Dry ice should never be melted prematurely, and that’s why you will need to store it in a freezer. Dry ice can make the moisture evaporate from the food because the environment is already at zero humidity.
As the dry ice will sublime and gas will escape, you should punch holes on your large container.
Regularly check your container every 24 hours. You will know the freeze-dried fruit is ready when all the dry ice had sublimed. After that, the freeze-dried fruit is ready for storing.
3. Vacuum Chamber
This process could take one week or more depending on the water content of your fruit.
To start with this, the prepared fruit that you want to freeze-dry should be frozen isolated. You don’t want ice crystals to form, so don’t open the freezer door until several hours had passed.
Then, removing the fruit from the freezer, place it immediately inside the vacuum chamber.
The recommended temperature and pressure of the chamber should be at least 10⁰C and 120 Torr, respectively. Sublimation process will then occur and may drag on for one week. Test if the freeze-drying is complete and then it’s ready for storage.
4. Freeze-Drying Machine
This is the most expensive method but the duration in preparing the freeze-dried food takes lesser time than all of the methods mentioned above.
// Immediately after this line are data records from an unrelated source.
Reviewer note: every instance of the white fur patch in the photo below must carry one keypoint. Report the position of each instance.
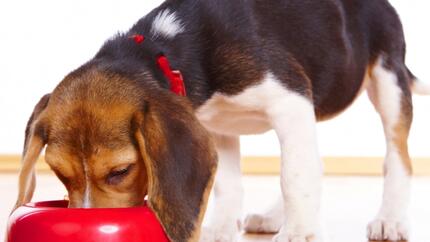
(391, 221)
(228, 192)
(420, 88)
(294, 121)
(166, 24)
(86, 203)
(271, 105)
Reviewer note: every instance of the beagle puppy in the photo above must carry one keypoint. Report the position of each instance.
(159, 107)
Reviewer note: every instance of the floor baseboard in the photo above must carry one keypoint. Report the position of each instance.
(268, 165)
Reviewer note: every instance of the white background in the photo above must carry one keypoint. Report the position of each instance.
(41, 41)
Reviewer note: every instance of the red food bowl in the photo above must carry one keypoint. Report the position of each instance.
(53, 221)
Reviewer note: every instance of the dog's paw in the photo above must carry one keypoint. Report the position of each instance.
(224, 234)
(303, 235)
(384, 229)
(256, 223)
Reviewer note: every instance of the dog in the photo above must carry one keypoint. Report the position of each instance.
(159, 110)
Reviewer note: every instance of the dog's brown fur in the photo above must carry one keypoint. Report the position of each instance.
(97, 122)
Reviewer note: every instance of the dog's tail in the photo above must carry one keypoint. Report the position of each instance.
(417, 86)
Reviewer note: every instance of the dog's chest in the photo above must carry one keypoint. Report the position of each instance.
(232, 115)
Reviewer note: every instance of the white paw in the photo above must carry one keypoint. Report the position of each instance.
(256, 223)
(381, 229)
(225, 234)
(308, 235)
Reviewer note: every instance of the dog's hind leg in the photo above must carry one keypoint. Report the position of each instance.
(268, 222)
(390, 93)
(228, 192)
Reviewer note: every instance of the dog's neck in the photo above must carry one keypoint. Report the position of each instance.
(212, 54)
(132, 57)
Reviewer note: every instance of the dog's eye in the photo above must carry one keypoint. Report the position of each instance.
(115, 176)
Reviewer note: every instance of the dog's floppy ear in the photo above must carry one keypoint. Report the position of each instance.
(180, 161)
(35, 140)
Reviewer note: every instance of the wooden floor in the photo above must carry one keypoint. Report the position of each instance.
(347, 206)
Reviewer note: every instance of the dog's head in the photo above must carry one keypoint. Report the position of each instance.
(112, 142)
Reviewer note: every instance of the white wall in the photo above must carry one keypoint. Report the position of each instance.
(41, 41)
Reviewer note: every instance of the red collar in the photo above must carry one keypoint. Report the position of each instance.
(175, 78)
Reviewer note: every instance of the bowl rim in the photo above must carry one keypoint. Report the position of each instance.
(62, 205)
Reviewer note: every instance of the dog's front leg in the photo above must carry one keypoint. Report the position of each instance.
(228, 192)
(293, 119)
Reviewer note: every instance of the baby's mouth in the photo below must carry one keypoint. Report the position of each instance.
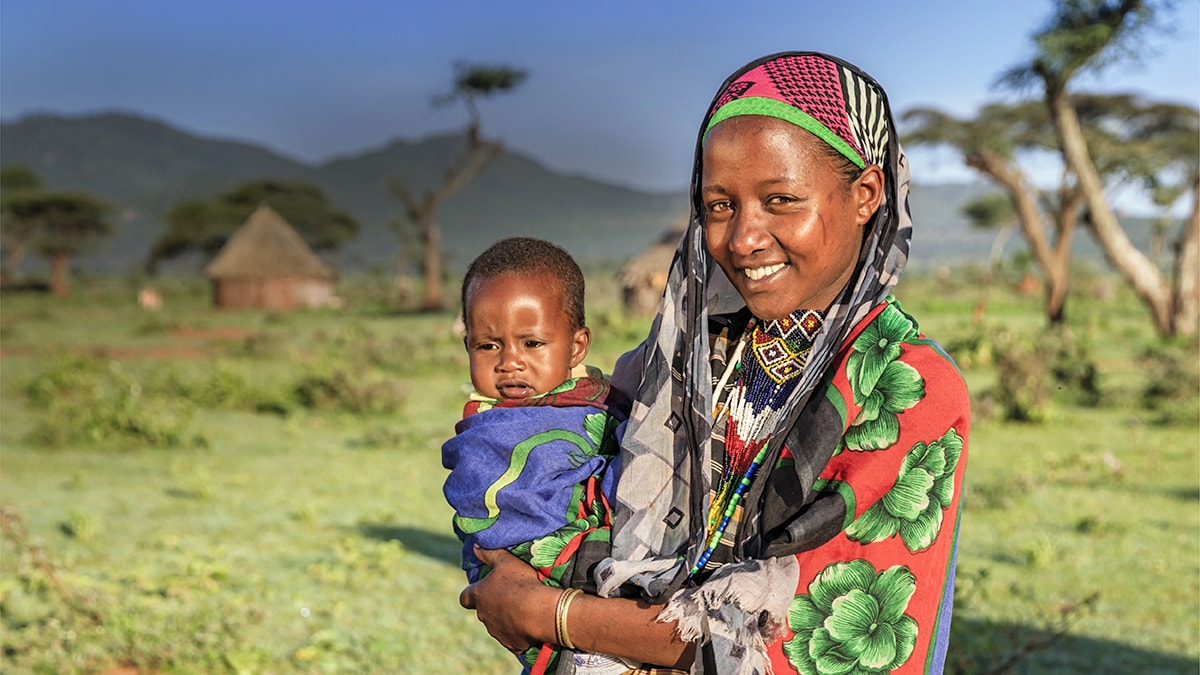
(514, 390)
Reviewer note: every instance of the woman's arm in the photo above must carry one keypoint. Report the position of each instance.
(519, 611)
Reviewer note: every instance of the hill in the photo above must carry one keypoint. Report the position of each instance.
(144, 167)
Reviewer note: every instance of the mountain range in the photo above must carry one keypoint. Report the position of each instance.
(144, 166)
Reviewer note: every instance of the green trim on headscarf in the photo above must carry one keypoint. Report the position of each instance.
(779, 109)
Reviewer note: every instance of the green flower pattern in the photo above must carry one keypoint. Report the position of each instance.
(852, 621)
(882, 386)
(915, 505)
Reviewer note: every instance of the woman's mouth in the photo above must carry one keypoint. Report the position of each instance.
(756, 273)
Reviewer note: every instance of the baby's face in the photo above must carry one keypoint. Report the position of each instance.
(520, 340)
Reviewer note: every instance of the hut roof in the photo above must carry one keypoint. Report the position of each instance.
(654, 258)
(267, 248)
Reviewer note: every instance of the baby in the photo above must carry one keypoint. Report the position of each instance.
(529, 464)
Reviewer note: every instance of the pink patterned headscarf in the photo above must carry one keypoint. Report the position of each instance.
(831, 101)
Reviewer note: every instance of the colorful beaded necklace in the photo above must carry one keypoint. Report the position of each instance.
(767, 374)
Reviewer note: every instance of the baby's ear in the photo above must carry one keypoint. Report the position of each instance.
(580, 345)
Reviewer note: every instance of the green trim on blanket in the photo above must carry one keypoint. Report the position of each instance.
(847, 495)
(516, 465)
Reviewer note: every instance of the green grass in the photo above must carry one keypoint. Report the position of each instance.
(316, 539)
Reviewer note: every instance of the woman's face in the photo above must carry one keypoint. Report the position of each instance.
(780, 220)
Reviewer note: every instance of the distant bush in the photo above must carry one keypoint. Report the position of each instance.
(355, 392)
(1173, 382)
(403, 354)
(223, 386)
(88, 401)
(1035, 369)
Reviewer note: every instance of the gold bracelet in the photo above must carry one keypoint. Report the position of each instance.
(561, 609)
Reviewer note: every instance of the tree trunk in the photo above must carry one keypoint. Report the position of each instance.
(59, 285)
(11, 262)
(1146, 279)
(1186, 308)
(431, 263)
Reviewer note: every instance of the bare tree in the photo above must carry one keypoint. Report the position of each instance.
(472, 83)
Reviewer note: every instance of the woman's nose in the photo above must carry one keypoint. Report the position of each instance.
(749, 232)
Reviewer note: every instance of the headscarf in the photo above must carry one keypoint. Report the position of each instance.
(661, 497)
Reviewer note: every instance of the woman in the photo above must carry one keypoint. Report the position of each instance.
(793, 465)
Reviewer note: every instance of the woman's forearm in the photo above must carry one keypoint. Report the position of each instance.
(628, 628)
(519, 611)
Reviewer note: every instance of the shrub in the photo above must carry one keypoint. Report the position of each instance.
(1173, 382)
(339, 389)
(83, 402)
(1033, 369)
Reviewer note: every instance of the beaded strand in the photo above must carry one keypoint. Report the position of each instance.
(755, 388)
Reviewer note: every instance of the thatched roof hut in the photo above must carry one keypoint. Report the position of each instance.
(267, 266)
(645, 276)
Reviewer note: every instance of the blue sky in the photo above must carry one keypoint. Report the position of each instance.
(616, 88)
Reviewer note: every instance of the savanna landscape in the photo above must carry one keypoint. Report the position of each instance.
(192, 490)
(187, 490)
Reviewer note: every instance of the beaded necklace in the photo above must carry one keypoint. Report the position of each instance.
(768, 362)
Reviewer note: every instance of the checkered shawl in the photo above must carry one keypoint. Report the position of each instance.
(661, 497)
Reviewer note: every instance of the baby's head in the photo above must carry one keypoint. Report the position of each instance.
(522, 304)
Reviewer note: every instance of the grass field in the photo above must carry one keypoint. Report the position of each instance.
(199, 491)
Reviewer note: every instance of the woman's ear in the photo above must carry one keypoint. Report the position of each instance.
(580, 346)
(868, 190)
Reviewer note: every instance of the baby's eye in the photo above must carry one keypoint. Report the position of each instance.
(719, 207)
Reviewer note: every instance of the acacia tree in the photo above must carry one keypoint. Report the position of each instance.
(61, 225)
(1089, 35)
(205, 225)
(472, 83)
(1131, 142)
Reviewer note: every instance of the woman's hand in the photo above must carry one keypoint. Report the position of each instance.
(511, 602)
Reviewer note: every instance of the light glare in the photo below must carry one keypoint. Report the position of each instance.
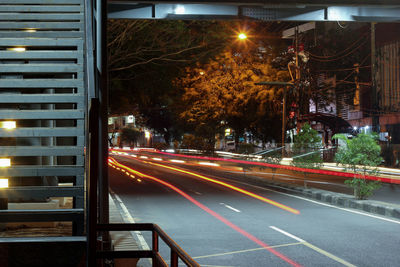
(5, 162)
(242, 36)
(8, 125)
(3, 183)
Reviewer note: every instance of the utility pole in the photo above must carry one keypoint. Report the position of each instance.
(374, 99)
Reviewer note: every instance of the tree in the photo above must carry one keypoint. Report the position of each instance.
(307, 144)
(130, 136)
(222, 93)
(145, 55)
(360, 154)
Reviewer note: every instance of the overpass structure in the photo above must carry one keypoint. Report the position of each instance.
(53, 92)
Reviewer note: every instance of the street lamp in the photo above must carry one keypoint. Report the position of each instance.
(283, 108)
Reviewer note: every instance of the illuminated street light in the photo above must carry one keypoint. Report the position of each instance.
(242, 36)
(8, 125)
(30, 30)
(17, 49)
(147, 134)
(3, 183)
(5, 162)
(179, 9)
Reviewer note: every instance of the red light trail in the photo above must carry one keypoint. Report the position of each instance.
(278, 166)
(209, 211)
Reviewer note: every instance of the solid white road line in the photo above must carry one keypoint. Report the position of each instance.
(287, 234)
(317, 249)
(325, 204)
(230, 207)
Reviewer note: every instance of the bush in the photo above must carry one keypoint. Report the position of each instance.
(129, 136)
(191, 141)
(361, 155)
(246, 148)
(306, 146)
(161, 146)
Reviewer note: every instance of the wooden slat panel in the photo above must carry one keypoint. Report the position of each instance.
(40, 215)
(41, 98)
(41, 2)
(40, 42)
(22, 171)
(42, 34)
(40, 68)
(23, 151)
(42, 114)
(40, 17)
(41, 8)
(41, 25)
(41, 83)
(41, 191)
(40, 54)
(43, 239)
(42, 132)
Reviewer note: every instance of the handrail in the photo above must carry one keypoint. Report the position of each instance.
(176, 251)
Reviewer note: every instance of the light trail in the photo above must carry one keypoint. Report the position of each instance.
(292, 168)
(209, 211)
(264, 199)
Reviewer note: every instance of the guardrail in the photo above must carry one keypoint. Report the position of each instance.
(176, 251)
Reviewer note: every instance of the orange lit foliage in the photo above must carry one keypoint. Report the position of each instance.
(223, 90)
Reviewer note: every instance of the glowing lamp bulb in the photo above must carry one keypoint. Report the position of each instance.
(242, 36)
(8, 125)
(3, 182)
(5, 162)
(17, 49)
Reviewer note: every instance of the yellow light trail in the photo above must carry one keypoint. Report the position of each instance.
(266, 200)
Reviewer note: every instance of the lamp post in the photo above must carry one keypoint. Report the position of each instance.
(283, 107)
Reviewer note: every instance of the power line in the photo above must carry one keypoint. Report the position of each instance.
(342, 56)
(349, 47)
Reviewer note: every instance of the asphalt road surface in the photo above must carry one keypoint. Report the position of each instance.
(224, 222)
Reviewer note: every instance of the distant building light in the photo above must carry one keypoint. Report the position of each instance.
(30, 30)
(5, 162)
(179, 9)
(3, 183)
(242, 36)
(8, 125)
(131, 119)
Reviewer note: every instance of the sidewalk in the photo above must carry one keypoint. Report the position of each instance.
(121, 240)
(337, 199)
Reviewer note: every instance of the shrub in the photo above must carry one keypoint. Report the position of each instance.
(306, 146)
(361, 155)
(129, 136)
(246, 148)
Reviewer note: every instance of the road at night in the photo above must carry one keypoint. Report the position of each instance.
(239, 224)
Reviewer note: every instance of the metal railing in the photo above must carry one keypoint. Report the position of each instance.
(176, 251)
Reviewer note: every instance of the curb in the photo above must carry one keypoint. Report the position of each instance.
(336, 199)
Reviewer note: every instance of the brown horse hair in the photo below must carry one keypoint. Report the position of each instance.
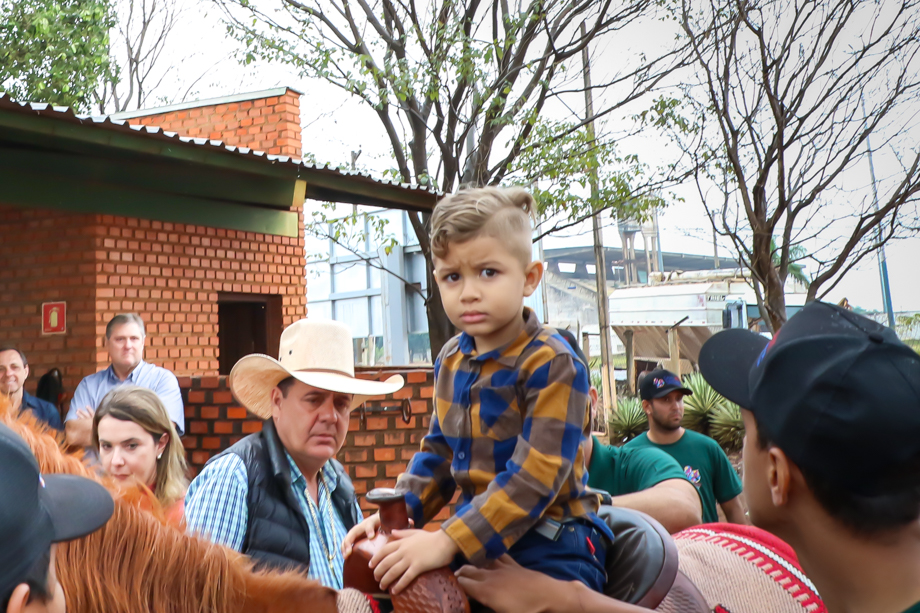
(136, 562)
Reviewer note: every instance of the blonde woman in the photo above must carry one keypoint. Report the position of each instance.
(136, 440)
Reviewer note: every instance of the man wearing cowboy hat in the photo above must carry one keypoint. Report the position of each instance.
(279, 496)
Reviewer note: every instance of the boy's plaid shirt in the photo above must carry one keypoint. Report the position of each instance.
(507, 428)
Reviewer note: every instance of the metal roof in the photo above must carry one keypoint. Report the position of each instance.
(241, 97)
(324, 182)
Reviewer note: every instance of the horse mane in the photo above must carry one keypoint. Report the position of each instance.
(137, 562)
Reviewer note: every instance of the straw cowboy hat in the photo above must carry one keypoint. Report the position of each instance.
(318, 352)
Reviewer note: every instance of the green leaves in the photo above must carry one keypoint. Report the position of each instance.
(55, 51)
(708, 412)
(557, 165)
(628, 421)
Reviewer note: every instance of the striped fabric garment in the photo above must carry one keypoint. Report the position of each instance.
(216, 508)
(507, 429)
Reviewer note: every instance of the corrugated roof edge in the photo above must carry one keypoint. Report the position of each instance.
(106, 121)
(265, 93)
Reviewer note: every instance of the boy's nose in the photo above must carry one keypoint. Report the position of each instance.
(469, 292)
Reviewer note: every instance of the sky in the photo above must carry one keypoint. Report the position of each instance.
(335, 125)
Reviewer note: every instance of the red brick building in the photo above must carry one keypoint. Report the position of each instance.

A typical freeze-drying machine consists of a freezing coil attached to a compressor, shelves attached to heating units, and a vacuum pump.
To use this machine, place the fruit inside the heated shelves and through the compressor, the temperature is lowered to a freezing temperature. The frozen fruit will then begin sublimation.
This is by the vacuum pump that lowers the atmospheric pressure inside by pumping it outside. The pressure becomes very low that the ice immediately shifts into a vapor form.
The food is undergoing a long process of sublimation that could take a few days at maximum.
To keep your food edible for few more years, you need to store it properly. Storing it in a container without a trace of air should work, like using a vacuum-sealing machine. If not, store it in a plastic zipper and make sure no air enters as you zip it close.
Place it in a cool and dry place away from direct sunlight and the freeze-dried fruit will surely take a long time before decomposing.
This ends the topic on how to freeze-dry fruit. Now that you know the techniques and mechanisms behind this process, you are now ready to face a financial crisis or an emergency disaster that would require you to depend on your stock food.
Indeed, man has continually improved the technology and innovated the ways of preserving food that if used right, you don’t need to be hungry in times of need anymore.